Dwór srebrnych płomieni opowiada nam zatem o poważnym temacie, jakim jest radzenie sobie z tragedią. Traktowałbym to jako wielki plus książki, gdyby nie fakt jak ta historia została opakowana. W zasadzie śledzimy kolejne dni z życia Nesty. Jest zmęczona, wypalona i ma dość wszystkich. Smutki leczy alkoholem i przygodnim seksem. Nie potrafi spojrzeć prawdzie w oczy i jest nieprzewidywalna. Wszelkie próby wyciągnięcia do niej pomocnej ręki przez przyjaciół traktuje jak swego rodzaju karę.

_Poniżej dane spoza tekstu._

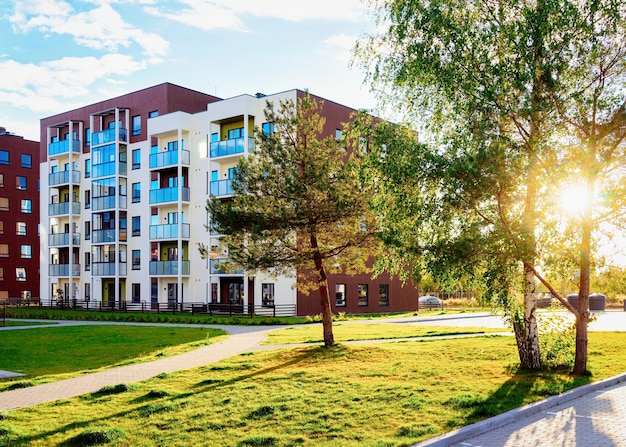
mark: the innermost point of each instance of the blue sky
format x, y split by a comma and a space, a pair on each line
57, 55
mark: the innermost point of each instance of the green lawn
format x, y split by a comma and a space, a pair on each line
389, 394
368, 331
69, 349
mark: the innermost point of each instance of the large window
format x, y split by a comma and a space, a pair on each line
27, 161
340, 295
136, 292
136, 158
267, 292
136, 125
26, 252
362, 291
136, 192
27, 206
383, 295
20, 183
136, 259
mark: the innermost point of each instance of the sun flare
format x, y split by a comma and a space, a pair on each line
574, 199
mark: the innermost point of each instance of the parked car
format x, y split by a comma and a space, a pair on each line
429, 302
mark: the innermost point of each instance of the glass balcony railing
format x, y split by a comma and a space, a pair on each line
103, 236
107, 136
63, 178
58, 209
168, 231
60, 239
63, 147
107, 268
231, 147
217, 269
222, 187
63, 270
162, 195
107, 169
168, 267
168, 158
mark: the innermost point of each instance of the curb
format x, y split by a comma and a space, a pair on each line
479, 428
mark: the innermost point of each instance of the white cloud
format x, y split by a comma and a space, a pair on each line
101, 28
228, 14
50, 86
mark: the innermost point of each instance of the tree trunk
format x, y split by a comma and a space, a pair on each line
322, 282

Ten stan ciągnie się strasznie długo. Ma się wrażenie, że autorka „leje wodę” i na tym etapie nie wie gdzie historia ma zmierzać. Ten dłużący się czas spędzony z Nestą wypełnia jej pracą w bibliotece, rozmowami z zaczarowanym domem i w końcu seksem z wojownikiem Kasjanem. W pewnym momencie wydawało mi się wręcz, że to właśnie ich seksualne podrygi są głównym wątkiem książki. Szkoda tylko, że ich opis przypomina bardziej scenariusz kiepskiego porno, aniżeli skomplikowaną relację dwójki osób, które nie do końca rozumieją własne uczucia.
Dwór srebrnych płomieni tych erotycznych momentów ma z każdym kolejnym rozdziałem coraz więcej. Praktycznie nie ma tutaj akcji, aż do samej końcówki książki, gdy bohaterki biorą udział w krwawym rytuale. Gdy coś ciekawego zaczynało się dziać i już myślałem, że fabuła ruszy z kopyta, po kilku stronach wszystko wracało do normy. Mnóstwo tu bardzo szczegółowych, pełnych kwiecistych porównań opisów i niewiele poza tym.

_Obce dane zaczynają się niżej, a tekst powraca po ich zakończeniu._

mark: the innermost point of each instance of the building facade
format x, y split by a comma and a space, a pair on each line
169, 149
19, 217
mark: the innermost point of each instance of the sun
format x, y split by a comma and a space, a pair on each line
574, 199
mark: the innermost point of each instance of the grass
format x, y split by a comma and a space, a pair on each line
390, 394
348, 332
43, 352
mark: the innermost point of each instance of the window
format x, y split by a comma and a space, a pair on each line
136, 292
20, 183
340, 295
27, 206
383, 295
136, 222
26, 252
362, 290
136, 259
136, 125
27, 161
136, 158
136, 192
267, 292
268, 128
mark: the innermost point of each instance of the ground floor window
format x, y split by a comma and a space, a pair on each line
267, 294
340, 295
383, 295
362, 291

Warto w tym momencie podkreślić, że polskie wydanie książki zostało podzielone na dwie nierówne części. Pierwsza liczy sobie nieco ponad 600 stron, druga raptem 300 i to właśnie w części drugiej czeka was sporo akcji i kilka niespodzianek. Myślę, że spokojnie można było obyć się bez kilkuset stron, a i tak udałoby się odpowiednio nakreślić psychiczne rozterki Nesty i jej próby powrotu do rzeczywistości.
Następnym problemem, jaki zauważyłem jest zbytnie skupienie się na dwójce bohaterów. Nesta i Kasjan zajmują dobre 90% lektury. Inne postacie, które wcześniej odgrywały ważną rolę w uniwersum stworzonym przez amerykańską autorkę, tutaj pojawiają się zazwyczaj na krótko, bardziej by uzupełnić fabułę. Złoczyńcy odgrywają znikomą rolę, aż do ostatnich rozdziałów, gdy w końcu zaczynają działać. Nie wiemy jednak jakie są teraz ich motywacje, czy cele. Sarah J. Maas za bardzo koncentruje się na perspektywie głównej bohaterki.
Dostrzegłem, że autorka zbudowała ciekawy, fantastyczny świat, ale z jakiegoś powodu Dwór srebrnych płomieni nie pokazuje nam jego kolejnych odcieni. Czytając najnowszą pozycję z cyklu, utykamy w miejscu. Dobrze, że książkę czyta się naprawdę łatwo i szybko, gdyż perspektywa spędzenia dłuższego czasu z użalającą się Nestą i jej nudnymi dniami mogłaby doprowadzić mnie do wyrywania włosów z głowy.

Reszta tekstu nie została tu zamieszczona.